Kozleski is known internationally for her research on inclusive education, earning her the 2011 Pearson-Merrill Award for Excellence in Teacher Education from the Council for Exceptional Children. She has led several centers that provide technical assistance to districts around the U.S. and that disseminate best practices for principals to build inclusive schools.

"Her focus is on building inclusive education systems where all students are educated within general education classrooms with high-quality opportunities to learn," said Kathleen King Thorius, assistant professor of special education at IUPUI. "That often involves addressing multiple areas of policy and practice across the system."

Thorius said Kozleski will focus on highlights from two national efforts she led that dealt directly with issues of inclusiveness and equity, particularly in urban schools settings.

"Through the National Institute for Urban School Improvement (housed at Arizona State), Dr. Kozleski led efforts over several years to work in the 40 largest urban districts in the United States," she said. Thorius said Kozleski's direct efforts with districts, building administrators and classroom teachers included resource distribution issues, developing and improving school and community partnerships, and gathering better data to inform practice.
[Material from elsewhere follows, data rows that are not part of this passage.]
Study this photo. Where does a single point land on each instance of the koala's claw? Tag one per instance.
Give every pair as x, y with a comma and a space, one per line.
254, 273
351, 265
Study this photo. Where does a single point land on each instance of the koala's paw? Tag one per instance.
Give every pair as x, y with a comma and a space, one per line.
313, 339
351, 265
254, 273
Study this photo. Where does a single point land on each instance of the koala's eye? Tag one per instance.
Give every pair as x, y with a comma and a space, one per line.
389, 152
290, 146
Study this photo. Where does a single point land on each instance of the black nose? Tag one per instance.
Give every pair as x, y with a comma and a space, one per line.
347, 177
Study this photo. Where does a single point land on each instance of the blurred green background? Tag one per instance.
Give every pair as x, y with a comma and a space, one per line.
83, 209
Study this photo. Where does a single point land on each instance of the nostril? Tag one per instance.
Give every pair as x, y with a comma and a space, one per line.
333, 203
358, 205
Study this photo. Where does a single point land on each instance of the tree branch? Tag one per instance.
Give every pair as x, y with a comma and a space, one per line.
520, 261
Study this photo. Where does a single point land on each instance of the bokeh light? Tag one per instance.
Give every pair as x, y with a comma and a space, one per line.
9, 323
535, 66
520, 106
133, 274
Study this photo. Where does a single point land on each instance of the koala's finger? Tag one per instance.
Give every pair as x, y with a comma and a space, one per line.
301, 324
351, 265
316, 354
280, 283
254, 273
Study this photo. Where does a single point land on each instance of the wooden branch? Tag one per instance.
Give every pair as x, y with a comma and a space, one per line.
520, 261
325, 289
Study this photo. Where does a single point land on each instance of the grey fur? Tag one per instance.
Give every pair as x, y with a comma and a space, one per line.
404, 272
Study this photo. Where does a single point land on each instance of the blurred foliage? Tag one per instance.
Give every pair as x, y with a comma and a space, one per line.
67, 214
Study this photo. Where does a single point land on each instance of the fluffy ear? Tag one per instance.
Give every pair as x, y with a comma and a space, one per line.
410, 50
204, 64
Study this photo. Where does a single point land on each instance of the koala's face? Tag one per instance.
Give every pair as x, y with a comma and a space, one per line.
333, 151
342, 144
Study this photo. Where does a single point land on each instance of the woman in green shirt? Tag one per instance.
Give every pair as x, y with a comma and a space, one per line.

"The other center, the National Center for Culturally Responsive Education Systems (at the University of Colorado-Denver and Arizona State), focused on eliminating the disproportionate representation of culturally and linguistically diverse students in special education," Thorius said. "Dr. Kozleski engaged and led a number of efforts across the United States to address that disproportionate representation at the state and the district level."

Monday's presentation will provide examples of promising work that can inform practitioners in Indiana. For that reason, Thorius said the event will be informative for a variety of education stakeholders, including administrators, state policymakers, students, families and concerned community members.
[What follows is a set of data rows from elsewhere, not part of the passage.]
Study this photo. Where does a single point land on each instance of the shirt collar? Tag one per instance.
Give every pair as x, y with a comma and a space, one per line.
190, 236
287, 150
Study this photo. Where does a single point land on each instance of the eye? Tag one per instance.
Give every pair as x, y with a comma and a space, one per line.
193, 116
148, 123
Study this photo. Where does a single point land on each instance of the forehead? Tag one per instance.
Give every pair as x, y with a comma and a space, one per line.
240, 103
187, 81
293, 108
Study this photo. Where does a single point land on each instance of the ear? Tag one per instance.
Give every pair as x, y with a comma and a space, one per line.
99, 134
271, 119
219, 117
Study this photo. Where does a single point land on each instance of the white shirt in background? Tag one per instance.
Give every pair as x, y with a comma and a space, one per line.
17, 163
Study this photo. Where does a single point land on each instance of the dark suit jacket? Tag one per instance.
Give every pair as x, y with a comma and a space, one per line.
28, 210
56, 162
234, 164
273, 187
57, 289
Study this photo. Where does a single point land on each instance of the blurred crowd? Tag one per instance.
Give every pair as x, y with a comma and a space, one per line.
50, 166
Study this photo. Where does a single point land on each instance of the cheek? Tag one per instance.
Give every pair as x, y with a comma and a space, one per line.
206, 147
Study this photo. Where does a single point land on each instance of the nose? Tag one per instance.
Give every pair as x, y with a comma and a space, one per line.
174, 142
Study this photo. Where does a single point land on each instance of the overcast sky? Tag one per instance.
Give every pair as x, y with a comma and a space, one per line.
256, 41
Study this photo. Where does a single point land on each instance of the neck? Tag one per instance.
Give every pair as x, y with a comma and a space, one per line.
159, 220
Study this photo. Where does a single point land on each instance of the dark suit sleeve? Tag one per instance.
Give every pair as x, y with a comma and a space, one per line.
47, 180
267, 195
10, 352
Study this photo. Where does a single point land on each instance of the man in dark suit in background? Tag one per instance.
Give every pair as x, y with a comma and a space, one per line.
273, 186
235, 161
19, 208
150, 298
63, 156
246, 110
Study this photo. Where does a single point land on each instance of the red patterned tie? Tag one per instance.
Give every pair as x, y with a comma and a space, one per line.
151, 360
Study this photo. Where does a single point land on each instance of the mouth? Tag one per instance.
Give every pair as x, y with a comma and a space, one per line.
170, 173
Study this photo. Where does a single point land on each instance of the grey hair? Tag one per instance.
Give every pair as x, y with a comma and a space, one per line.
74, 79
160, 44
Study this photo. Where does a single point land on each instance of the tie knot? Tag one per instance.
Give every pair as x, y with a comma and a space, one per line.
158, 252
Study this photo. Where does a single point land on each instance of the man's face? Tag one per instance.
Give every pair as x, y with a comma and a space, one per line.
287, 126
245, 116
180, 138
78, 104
The event is underwritten by a special education programs grant from the U.S. Department of Education originally awarded to Pat Rogan, executive associate dean of the IU School of Education at IUPUI. It is part of a comprehensive program review being conducted by principal investigator Mary Jo Dare, clinical associate professor of special education, and directed by Thorius, designed to better prepare highly qualified teachers with certification in general education and special education.

Kozleski's visit is also supported in part by the recently created Great Lakes Equity Center to highlight issues of equity and inclusivity. The center is a regional Equity Assistance Center, a federally funded office intended to provide technical assistance in the areas of civil rights, equity and access, and school reform. The IUPUI center opened in the fall to serve Illinois, Indiana, Michigan, Minnesota, Ohio and Wisconsin.
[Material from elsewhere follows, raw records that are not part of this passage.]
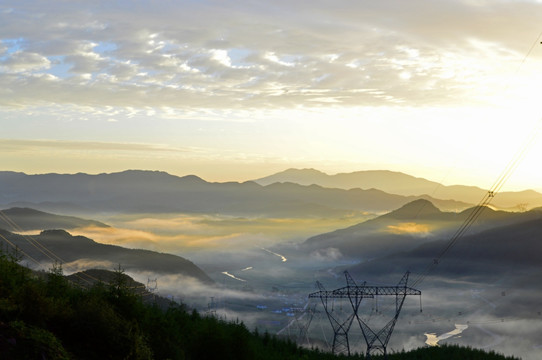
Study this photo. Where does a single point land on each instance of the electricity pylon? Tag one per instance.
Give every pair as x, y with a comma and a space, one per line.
377, 341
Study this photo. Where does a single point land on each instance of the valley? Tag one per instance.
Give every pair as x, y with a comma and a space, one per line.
260, 270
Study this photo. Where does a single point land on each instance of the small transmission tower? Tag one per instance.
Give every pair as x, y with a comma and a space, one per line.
152, 286
377, 341
341, 326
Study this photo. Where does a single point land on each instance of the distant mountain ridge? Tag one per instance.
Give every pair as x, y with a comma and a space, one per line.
402, 184
137, 191
487, 254
403, 229
27, 219
52, 245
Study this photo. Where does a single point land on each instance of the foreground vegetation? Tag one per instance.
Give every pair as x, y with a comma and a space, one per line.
47, 317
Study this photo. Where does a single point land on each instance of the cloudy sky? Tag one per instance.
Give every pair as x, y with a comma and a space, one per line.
233, 90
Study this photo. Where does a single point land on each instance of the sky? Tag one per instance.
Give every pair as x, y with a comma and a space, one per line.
236, 90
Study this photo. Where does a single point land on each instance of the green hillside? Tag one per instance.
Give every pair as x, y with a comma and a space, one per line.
45, 316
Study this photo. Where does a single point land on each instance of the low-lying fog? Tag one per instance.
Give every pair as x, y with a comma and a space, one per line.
263, 280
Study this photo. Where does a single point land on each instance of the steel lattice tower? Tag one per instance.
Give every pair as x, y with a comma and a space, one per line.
377, 341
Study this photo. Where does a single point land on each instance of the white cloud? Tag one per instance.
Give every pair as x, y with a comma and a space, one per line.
445, 51
22, 61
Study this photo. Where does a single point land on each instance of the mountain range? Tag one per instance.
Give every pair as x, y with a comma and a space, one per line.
78, 251
505, 253
411, 225
159, 192
403, 184
27, 219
"Dr. Kozleski will emphasize and highlight some of the entrenched equity issues that exist, not only in Indiana but across the six-state region that the Great Lakes Equity Center serves," Thorius said. "In our region, over 50 percent of the Office of Civil Rights complaints that are filed are around issues of disability, and most of those complaints are around issues of where and how, but particularly where racial and ethnic minority students are educated as part of special education programs. I think that Dr. Kozleski will be able to bring to the forefront some of the equity issues that need to be addressed within the context of education reform at large, and that tend to take a back seat to other issues."